A recent NPR/PBS/Marist poll found only 23 percent of independent voters have a favorable view of socialism, compared to 50 percent of Democrats and 7 percent of Republicans.
Bennett said that it is “ironic” that while there is bipartisan concern about Russian influence in the 2020 election, there does not appear to be concern toward Russian "ideology" when it comes to socialist economic ideas.
“How about the fact that the leading Democratic candidate [Sanders] embodies the ideology of socialism, communism? The American people don’t like [socialism and communism],” Bennett said.
Sanders defended his label of being a Democratic socialist on Wednesday night.

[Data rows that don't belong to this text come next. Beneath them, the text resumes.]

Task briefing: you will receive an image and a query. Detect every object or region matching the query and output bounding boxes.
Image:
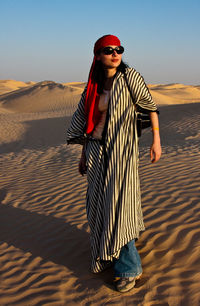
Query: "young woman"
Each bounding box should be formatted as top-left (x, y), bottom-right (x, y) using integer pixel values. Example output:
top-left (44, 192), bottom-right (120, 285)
top-left (67, 35), bottom-right (161, 292)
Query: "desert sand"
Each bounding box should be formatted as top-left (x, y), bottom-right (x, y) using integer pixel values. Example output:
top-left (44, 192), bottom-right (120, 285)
top-left (0, 80), bottom-right (200, 306)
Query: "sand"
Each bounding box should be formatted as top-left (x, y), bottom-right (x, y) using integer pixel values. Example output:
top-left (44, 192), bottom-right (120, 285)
top-left (0, 80), bottom-right (200, 306)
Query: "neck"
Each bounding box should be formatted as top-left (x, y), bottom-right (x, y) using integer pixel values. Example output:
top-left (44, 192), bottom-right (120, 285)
top-left (105, 68), bottom-right (117, 79)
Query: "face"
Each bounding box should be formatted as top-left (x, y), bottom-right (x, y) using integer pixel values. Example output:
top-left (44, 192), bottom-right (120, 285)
top-left (97, 45), bottom-right (122, 69)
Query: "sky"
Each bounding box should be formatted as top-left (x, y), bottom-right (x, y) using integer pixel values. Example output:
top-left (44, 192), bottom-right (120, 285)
top-left (0, 0), bottom-right (200, 85)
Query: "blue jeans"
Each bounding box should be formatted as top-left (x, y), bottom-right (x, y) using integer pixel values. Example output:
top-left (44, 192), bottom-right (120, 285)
top-left (114, 240), bottom-right (142, 277)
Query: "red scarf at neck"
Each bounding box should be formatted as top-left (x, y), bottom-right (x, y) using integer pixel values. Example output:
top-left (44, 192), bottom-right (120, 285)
top-left (85, 35), bottom-right (121, 134)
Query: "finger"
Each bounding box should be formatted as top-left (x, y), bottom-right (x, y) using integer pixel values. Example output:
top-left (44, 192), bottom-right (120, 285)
top-left (150, 149), bottom-right (154, 162)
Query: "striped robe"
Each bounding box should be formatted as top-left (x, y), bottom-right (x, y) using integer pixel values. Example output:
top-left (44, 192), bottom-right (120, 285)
top-left (67, 68), bottom-right (157, 273)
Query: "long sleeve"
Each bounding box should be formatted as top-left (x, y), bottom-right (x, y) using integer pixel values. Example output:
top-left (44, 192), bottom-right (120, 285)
top-left (127, 68), bottom-right (157, 112)
top-left (67, 87), bottom-right (87, 144)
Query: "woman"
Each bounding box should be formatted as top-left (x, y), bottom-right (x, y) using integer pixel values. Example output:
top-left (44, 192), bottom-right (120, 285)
top-left (67, 35), bottom-right (161, 292)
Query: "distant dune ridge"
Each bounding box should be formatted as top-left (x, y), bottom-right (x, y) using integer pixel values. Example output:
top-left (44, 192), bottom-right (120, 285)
top-left (0, 80), bottom-right (200, 306)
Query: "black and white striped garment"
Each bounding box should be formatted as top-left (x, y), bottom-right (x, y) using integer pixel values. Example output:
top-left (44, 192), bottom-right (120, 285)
top-left (67, 68), bottom-right (157, 273)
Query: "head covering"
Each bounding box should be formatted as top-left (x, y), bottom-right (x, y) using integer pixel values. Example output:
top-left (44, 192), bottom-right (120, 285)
top-left (85, 35), bottom-right (121, 134)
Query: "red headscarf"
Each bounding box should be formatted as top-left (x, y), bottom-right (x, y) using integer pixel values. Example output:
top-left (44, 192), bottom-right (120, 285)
top-left (85, 35), bottom-right (121, 134)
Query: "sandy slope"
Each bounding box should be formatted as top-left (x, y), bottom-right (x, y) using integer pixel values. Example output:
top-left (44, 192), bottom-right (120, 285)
top-left (0, 82), bottom-right (200, 306)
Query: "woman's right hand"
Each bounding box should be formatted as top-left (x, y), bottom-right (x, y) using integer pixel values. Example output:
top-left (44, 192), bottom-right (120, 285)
top-left (78, 154), bottom-right (87, 175)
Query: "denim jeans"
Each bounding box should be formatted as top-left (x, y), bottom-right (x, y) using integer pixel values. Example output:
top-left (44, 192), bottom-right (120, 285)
top-left (114, 240), bottom-right (142, 277)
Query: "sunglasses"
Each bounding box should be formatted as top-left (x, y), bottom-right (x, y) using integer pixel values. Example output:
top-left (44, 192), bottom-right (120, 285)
top-left (101, 46), bottom-right (124, 55)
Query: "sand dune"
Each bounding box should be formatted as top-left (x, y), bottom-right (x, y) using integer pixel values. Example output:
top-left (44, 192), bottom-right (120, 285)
top-left (0, 81), bottom-right (200, 306)
top-left (0, 80), bottom-right (35, 95)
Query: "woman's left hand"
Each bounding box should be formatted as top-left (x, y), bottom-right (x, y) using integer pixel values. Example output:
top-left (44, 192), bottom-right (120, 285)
top-left (150, 141), bottom-right (162, 163)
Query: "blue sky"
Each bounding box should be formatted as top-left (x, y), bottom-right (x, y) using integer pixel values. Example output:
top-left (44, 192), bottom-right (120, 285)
top-left (0, 0), bottom-right (200, 84)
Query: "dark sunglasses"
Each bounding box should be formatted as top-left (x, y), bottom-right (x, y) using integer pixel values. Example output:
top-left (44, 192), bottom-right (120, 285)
top-left (101, 46), bottom-right (124, 55)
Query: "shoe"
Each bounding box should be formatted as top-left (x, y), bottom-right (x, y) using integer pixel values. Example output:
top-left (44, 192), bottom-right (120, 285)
top-left (114, 274), bottom-right (142, 293)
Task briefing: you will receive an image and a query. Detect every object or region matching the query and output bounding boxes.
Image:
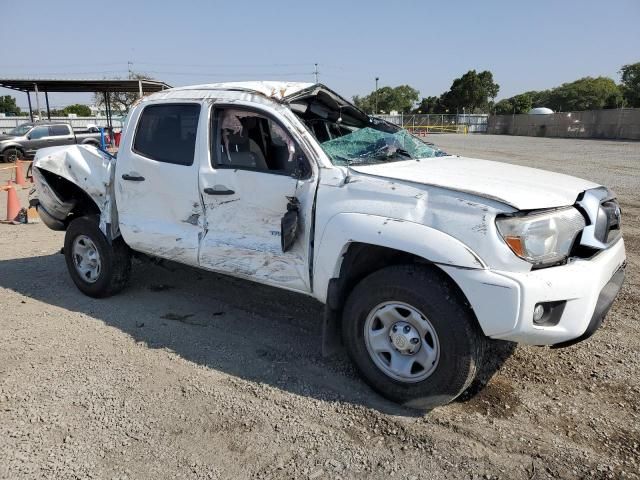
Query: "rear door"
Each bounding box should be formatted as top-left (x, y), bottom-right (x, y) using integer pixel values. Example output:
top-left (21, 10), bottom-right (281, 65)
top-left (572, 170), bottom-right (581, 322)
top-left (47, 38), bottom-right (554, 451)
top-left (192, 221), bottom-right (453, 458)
top-left (115, 102), bottom-right (206, 265)
top-left (199, 103), bottom-right (318, 293)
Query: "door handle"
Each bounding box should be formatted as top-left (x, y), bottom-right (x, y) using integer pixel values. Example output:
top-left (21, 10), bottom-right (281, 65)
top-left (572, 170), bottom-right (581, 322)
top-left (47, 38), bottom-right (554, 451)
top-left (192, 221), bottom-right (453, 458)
top-left (122, 173), bottom-right (144, 182)
top-left (204, 187), bottom-right (236, 195)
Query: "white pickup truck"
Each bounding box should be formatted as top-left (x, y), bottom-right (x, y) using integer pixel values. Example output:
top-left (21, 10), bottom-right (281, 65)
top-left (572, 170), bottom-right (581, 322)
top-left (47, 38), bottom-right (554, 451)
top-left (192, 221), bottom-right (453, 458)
top-left (32, 82), bottom-right (625, 408)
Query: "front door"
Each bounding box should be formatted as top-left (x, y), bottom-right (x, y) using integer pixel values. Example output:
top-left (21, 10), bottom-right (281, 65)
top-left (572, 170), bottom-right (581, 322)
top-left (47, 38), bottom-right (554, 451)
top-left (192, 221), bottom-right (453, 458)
top-left (115, 102), bottom-right (206, 265)
top-left (199, 106), bottom-right (317, 293)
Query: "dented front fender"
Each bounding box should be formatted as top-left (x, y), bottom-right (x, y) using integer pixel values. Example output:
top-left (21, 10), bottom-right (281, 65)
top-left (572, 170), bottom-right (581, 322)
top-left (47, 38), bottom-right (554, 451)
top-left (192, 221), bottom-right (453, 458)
top-left (33, 145), bottom-right (119, 239)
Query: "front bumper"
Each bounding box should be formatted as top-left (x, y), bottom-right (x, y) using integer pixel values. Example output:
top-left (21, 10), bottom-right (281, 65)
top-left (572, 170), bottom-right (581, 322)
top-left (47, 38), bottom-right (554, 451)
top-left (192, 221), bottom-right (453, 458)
top-left (443, 238), bottom-right (626, 347)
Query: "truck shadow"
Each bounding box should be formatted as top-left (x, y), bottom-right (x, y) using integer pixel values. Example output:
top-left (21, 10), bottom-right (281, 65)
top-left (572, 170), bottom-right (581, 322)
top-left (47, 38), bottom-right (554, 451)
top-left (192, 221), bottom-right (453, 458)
top-left (0, 254), bottom-right (506, 416)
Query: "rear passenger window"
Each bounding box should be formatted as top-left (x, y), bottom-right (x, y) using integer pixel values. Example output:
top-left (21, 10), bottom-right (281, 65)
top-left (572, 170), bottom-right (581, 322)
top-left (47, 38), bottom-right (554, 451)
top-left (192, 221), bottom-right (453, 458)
top-left (29, 127), bottom-right (49, 140)
top-left (212, 108), bottom-right (303, 175)
top-left (133, 104), bottom-right (200, 165)
top-left (49, 125), bottom-right (69, 137)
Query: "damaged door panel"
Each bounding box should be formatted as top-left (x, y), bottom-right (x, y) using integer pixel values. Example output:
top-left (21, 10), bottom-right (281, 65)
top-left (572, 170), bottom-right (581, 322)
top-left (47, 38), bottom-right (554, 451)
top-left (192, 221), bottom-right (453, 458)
top-left (115, 103), bottom-right (206, 265)
top-left (199, 105), bottom-right (316, 293)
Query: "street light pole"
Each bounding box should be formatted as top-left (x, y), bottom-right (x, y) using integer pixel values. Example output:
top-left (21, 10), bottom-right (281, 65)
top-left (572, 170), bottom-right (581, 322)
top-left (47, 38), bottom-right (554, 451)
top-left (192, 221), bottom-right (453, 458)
top-left (374, 77), bottom-right (380, 115)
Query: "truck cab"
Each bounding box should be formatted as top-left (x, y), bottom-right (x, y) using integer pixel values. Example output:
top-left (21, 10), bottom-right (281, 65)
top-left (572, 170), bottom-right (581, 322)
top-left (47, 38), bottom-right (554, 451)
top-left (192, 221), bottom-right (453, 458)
top-left (32, 82), bottom-right (625, 408)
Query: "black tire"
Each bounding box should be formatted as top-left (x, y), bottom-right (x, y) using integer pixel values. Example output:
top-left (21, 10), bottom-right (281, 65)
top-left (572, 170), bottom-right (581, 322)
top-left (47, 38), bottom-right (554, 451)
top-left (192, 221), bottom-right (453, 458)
top-left (64, 216), bottom-right (131, 298)
top-left (342, 265), bottom-right (487, 410)
top-left (2, 147), bottom-right (24, 163)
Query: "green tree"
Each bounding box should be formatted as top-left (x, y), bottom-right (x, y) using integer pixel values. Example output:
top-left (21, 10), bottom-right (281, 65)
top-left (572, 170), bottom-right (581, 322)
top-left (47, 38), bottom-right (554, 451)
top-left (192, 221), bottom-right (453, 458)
top-left (620, 62), bottom-right (640, 107)
top-left (62, 103), bottom-right (91, 117)
top-left (545, 77), bottom-right (622, 112)
top-left (353, 85), bottom-right (420, 113)
top-left (494, 93), bottom-right (533, 115)
top-left (441, 70), bottom-right (500, 113)
top-left (493, 98), bottom-right (515, 115)
top-left (0, 95), bottom-right (20, 115)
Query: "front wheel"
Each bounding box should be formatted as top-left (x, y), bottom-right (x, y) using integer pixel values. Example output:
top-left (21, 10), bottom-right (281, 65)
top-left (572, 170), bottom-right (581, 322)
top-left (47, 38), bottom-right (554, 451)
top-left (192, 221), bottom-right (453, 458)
top-left (64, 216), bottom-right (131, 298)
top-left (342, 265), bottom-right (485, 409)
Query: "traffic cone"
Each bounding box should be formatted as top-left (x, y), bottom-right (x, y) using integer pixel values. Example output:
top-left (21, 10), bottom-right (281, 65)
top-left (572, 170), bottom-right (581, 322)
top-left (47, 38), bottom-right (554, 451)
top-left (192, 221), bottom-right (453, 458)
top-left (5, 180), bottom-right (20, 223)
top-left (16, 160), bottom-right (27, 187)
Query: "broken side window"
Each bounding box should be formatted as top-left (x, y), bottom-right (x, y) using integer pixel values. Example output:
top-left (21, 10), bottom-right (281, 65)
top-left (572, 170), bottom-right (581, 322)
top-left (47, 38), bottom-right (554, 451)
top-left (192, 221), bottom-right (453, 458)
top-left (212, 109), bottom-right (301, 175)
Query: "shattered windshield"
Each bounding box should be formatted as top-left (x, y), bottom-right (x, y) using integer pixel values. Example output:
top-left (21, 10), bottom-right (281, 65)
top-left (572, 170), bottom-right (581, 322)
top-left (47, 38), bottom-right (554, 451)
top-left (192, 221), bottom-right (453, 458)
top-left (321, 127), bottom-right (439, 165)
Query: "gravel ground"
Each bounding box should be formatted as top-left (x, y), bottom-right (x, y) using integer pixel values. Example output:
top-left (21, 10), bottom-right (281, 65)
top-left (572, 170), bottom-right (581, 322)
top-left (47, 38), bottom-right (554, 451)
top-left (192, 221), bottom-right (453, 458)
top-left (0, 135), bottom-right (640, 479)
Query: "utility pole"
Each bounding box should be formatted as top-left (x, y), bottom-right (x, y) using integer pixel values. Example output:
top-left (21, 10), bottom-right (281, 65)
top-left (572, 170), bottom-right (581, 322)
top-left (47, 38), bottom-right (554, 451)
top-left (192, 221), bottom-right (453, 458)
top-left (374, 77), bottom-right (380, 115)
top-left (33, 83), bottom-right (42, 120)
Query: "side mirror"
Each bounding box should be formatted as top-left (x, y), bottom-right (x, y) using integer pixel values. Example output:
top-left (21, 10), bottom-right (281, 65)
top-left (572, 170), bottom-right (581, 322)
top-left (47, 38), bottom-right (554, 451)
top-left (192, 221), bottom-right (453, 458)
top-left (291, 155), bottom-right (311, 179)
top-left (280, 197), bottom-right (300, 252)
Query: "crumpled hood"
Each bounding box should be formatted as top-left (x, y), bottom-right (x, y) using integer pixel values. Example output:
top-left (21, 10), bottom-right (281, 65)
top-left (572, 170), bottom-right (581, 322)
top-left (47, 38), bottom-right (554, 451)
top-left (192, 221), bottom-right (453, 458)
top-left (352, 156), bottom-right (599, 210)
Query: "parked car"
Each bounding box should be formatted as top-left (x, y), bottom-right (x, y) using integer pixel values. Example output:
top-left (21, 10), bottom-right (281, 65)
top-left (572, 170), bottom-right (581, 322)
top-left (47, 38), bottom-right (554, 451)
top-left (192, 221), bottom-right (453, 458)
top-left (32, 82), bottom-right (625, 408)
top-left (0, 122), bottom-right (105, 162)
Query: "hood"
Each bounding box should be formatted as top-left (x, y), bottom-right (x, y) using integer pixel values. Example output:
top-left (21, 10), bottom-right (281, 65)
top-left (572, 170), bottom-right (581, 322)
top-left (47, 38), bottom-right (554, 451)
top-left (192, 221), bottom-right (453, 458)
top-left (352, 157), bottom-right (599, 210)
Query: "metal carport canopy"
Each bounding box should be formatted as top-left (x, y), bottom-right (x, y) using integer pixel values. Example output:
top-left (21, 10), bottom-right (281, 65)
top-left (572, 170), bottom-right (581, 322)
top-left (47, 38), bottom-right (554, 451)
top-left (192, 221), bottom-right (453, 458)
top-left (0, 78), bottom-right (171, 124)
top-left (0, 78), bottom-right (171, 93)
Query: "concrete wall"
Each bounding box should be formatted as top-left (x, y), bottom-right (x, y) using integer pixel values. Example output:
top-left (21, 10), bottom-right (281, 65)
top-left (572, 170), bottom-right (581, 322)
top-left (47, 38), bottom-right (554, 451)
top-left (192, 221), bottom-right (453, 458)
top-left (487, 108), bottom-right (640, 140)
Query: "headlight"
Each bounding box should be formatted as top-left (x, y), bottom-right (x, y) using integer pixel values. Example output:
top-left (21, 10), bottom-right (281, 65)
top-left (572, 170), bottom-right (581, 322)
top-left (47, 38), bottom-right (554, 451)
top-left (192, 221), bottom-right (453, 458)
top-left (496, 207), bottom-right (585, 266)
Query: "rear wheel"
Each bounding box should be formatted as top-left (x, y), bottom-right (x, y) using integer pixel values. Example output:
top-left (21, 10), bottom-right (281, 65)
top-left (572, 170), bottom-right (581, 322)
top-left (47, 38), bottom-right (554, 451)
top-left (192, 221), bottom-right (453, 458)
top-left (64, 216), bottom-right (131, 298)
top-left (342, 265), bottom-right (486, 409)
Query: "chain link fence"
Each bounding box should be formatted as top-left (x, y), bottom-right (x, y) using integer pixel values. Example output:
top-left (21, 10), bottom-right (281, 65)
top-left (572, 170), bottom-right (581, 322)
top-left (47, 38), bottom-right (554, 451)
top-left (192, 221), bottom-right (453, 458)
top-left (377, 114), bottom-right (489, 135)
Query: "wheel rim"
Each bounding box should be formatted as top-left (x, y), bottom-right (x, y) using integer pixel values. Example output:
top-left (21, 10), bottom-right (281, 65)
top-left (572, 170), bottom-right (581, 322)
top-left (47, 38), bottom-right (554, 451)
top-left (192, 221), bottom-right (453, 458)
top-left (71, 235), bottom-right (102, 283)
top-left (364, 301), bottom-right (440, 383)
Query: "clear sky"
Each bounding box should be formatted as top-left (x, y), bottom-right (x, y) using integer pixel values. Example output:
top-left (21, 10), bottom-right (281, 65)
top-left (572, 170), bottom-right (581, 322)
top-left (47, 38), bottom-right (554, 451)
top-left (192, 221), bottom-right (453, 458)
top-left (0, 0), bottom-right (640, 107)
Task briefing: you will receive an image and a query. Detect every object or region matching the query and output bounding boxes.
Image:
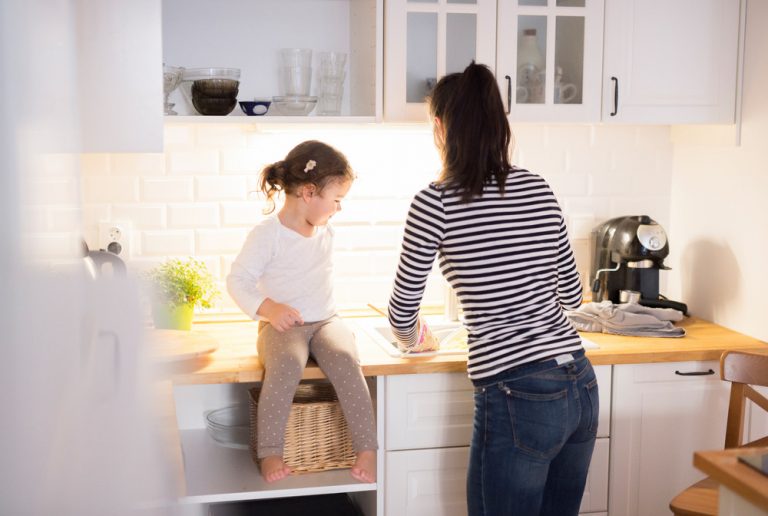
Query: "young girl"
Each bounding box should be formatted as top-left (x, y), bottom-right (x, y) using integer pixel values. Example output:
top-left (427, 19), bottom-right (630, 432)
top-left (389, 63), bottom-right (598, 516)
top-left (227, 141), bottom-right (377, 482)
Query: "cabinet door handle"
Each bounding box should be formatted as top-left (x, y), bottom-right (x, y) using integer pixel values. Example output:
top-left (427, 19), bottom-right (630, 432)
top-left (611, 77), bottom-right (619, 116)
top-left (504, 75), bottom-right (512, 114)
top-left (675, 369), bottom-right (715, 376)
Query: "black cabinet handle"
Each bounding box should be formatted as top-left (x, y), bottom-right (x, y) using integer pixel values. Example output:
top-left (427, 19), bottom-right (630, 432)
top-left (675, 369), bottom-right (715, 376)
top-left (611, 77), bottom-right (619, 116)
top-left (504, 75), bottom-right (512, 114)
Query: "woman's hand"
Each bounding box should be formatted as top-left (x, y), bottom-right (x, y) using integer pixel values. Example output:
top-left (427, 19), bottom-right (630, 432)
top-left (405, 317), bottom-right (440, 353)
top-left (256, 298), bottom-right (304, 332)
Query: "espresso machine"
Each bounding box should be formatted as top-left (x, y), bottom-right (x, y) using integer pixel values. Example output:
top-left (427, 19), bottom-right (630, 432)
top-left (590, 215), bottom-right (688, 315)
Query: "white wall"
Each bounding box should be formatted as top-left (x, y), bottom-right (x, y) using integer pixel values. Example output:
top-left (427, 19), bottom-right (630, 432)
top-left (670, 1), bottom-right (768, 340)
top-left (75, 122), bottom-right (672, 311)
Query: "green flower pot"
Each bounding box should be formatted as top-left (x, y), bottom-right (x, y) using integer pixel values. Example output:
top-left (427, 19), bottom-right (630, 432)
top-left (152, 304), bottom-right (195, 330)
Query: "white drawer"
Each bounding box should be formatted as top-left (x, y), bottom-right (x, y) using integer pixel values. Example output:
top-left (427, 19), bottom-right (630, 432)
top-left (384, 446), bottom-right (469, 516)
top-left (579, 439), bottom-right (610, 513)
top-left (384, 373), bottom-right (474, 450)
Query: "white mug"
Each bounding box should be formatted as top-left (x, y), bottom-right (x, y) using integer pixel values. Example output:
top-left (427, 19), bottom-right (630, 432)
top-left (555, 82), bottom-right (577, 104)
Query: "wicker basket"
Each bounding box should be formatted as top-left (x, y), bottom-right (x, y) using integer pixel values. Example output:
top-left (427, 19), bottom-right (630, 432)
top-left (248, 383), bottom-right (355, 473)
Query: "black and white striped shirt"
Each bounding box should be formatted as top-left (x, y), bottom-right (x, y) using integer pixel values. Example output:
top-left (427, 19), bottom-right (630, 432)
top-left (389, 169), bottom-right (581, 380)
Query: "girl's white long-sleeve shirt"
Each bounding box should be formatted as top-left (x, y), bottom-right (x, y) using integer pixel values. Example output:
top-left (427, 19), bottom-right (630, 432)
top-left (389, 169), bottom-right (581, 380)
top-left (227, 215), bottom-right (336, 322)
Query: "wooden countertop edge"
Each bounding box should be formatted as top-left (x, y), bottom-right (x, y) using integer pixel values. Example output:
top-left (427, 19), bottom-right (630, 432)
top-left (158, 318), bottom-right (768, 385)
top-left (693, 448), bottom-right (768, 511)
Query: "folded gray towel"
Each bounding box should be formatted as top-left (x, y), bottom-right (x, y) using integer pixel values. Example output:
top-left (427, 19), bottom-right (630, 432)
top-left (565, 301), bottom-right (685, 337)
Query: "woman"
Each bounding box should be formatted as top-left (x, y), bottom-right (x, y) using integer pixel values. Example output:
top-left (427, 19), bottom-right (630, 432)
top-left (389, 62), bottom-right (598, 516)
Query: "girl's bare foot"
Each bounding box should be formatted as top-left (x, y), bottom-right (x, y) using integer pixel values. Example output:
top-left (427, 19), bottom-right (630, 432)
top-left (261, 455), bottom-right (291, 482)
top-left (351, 450), bottom-right (376, 483)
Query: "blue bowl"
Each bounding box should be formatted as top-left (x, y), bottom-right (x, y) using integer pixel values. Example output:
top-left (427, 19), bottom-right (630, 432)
top-left (240, 100), bottom-right (272, 116)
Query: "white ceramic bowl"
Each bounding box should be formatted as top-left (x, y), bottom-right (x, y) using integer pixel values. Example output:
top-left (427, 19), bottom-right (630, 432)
top-left (269, 96), bottom-right (317, 116)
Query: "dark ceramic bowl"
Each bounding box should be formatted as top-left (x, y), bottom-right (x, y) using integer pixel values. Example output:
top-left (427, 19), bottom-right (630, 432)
top-left (240, 100), bottom-right (272, 116)
top-left (192, 95), bottom-right (237, 116)
top-left (192, 79), bottom-right (240, 98)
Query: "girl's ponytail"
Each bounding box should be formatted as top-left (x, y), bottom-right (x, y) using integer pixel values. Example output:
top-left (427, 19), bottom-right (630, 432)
top-left (259, 161), bottom-right (285, 214)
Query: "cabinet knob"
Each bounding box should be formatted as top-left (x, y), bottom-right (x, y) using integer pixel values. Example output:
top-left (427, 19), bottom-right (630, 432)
top-left (504, 75), bottom-right (512, 114)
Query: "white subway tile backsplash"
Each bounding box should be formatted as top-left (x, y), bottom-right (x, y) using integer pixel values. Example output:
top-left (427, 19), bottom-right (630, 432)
top-left (141, 177), bottom-right (195, 202)
top-left (48, 204), bottom-right (82, 231)
top-left (334, 224), bottom-right (403, 250)
top-left (195, 229), bottom-right (248, 254)
top-left (112, 204), bottom-right (166, 229)
top-left (80, 153), bottom-right (112, 176)
top-left (221, 148), bottom-right (274, 176)
top-left (22, 232), bottom-right (83, 260)
top-left (589, 171), bottom-right (629, 196)
top-left (195, 176), bottom-right (248, 201)
top-left (333, 198), bottom-right (411, 224)
top-left (24, 177), bottom-right (80, 204)
top-left (547, 125), bottom-right (592, 151)
top-left (166, 149), bottom-right (219, 175)
top-left (567, 148), bottom-right (613, 174)
top-left (221, 201), bottom-right (264, 227)
top-left (518, 147), bottom-right (567, 177)
top-left (32, 153), bottom-right (81, 179)
top-left (111, 153), bottom-right (165, 176)
top-left (82, 176), bottom-right (139, 203)
top-left (544, 172), bottom-right (589, 199)
top-left (141, 230), bottom-right (195, 256)
top-left (592, 125), bottom-right (637, 150)
top-left (168, 203), bottom-right (220, 229)
top-left (512, 124), bottom-right (549, 149)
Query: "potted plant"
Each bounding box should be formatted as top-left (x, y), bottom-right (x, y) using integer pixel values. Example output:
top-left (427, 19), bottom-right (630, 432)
top-left (147, 258), bottom-right (219, 330)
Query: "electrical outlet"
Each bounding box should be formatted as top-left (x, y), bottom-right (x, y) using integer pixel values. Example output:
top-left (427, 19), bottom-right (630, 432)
top-left (99, 222), bottom-right (131, 259)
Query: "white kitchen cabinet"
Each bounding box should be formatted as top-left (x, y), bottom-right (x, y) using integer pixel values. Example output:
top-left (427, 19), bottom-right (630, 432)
top-left (162, 0), bottom-right (384, 123)
top-left (603, 0), bottom-right (740, 124)
top-left (384, 0), bottom-right (496, 122)
top-left (384, 366), bottom-right (611, 516)
top-left (174, 378), bottom-right (384, 516)
top-left (496, 0), bottom-right (603, 122)
top-left (609, 362), bottom-right (729, 516)
top-left (76, 0), bottom-right (163, 152)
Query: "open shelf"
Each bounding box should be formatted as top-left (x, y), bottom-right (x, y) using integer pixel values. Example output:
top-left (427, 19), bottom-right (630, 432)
top-left (179, 429), bottom-right (376, 503)
top-left (164, 115), bottom-right (376, 124)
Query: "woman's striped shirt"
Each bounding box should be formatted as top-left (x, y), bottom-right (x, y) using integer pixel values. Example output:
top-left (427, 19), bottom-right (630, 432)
top-left (389, 169), bottom-right (581, 380)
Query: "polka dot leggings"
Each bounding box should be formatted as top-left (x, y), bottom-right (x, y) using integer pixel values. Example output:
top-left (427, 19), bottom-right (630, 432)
top-left (256, 315), bottom-right (377, 458)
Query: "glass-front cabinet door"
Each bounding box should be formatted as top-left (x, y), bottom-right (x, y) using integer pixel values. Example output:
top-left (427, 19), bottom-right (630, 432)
top-left (384, 0), bottom-right (496, 122)
top-left (496, 0), bottom-right (603, 123)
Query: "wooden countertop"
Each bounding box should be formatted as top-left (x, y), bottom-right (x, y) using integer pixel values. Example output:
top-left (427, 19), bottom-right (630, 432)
top-left (154, 317), bottom-right (768, 384)
top-left (693, 447), bottom-right (768, 511)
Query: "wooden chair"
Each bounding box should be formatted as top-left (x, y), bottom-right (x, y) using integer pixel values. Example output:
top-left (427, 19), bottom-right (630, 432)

The progressive senator has been enjoying a surge in the polls in recent weeks, including an NBC News/Wall Street Journal poll released Tuesday that showed him with a national double-digit lead -- 27 percent of support, which is well ahead of former Vice President Joe Biden and former New York City Mayor Michael Bloomberg, who earned just 15 and 14 percent, respectively.
During the debate, NBC News moderator Lester Holt asked Sanders about the poll result.
"Our latest NBC News/Wall Street Journal poll released yesterday [showed] two-thirds of all voters said they were uncomfortable with a socialist candidate for president. What do you say to those voters, sir?" Holt asked.
"What was the result of that poll?" Sanders countered. "Who was winning?" Some in the audience applauded Sanders for challenging the question.
"The question is to you," Holt continued.
"Well, the question was, 'Was I winning' -- and I think by a fairly comfortable margin -- [you] might mention that," Sanders replied.
Bennett noted how far the "Democratic Party has gone to the left," leading to a split in the party on whether to embrace Sanders' Democratic socialism.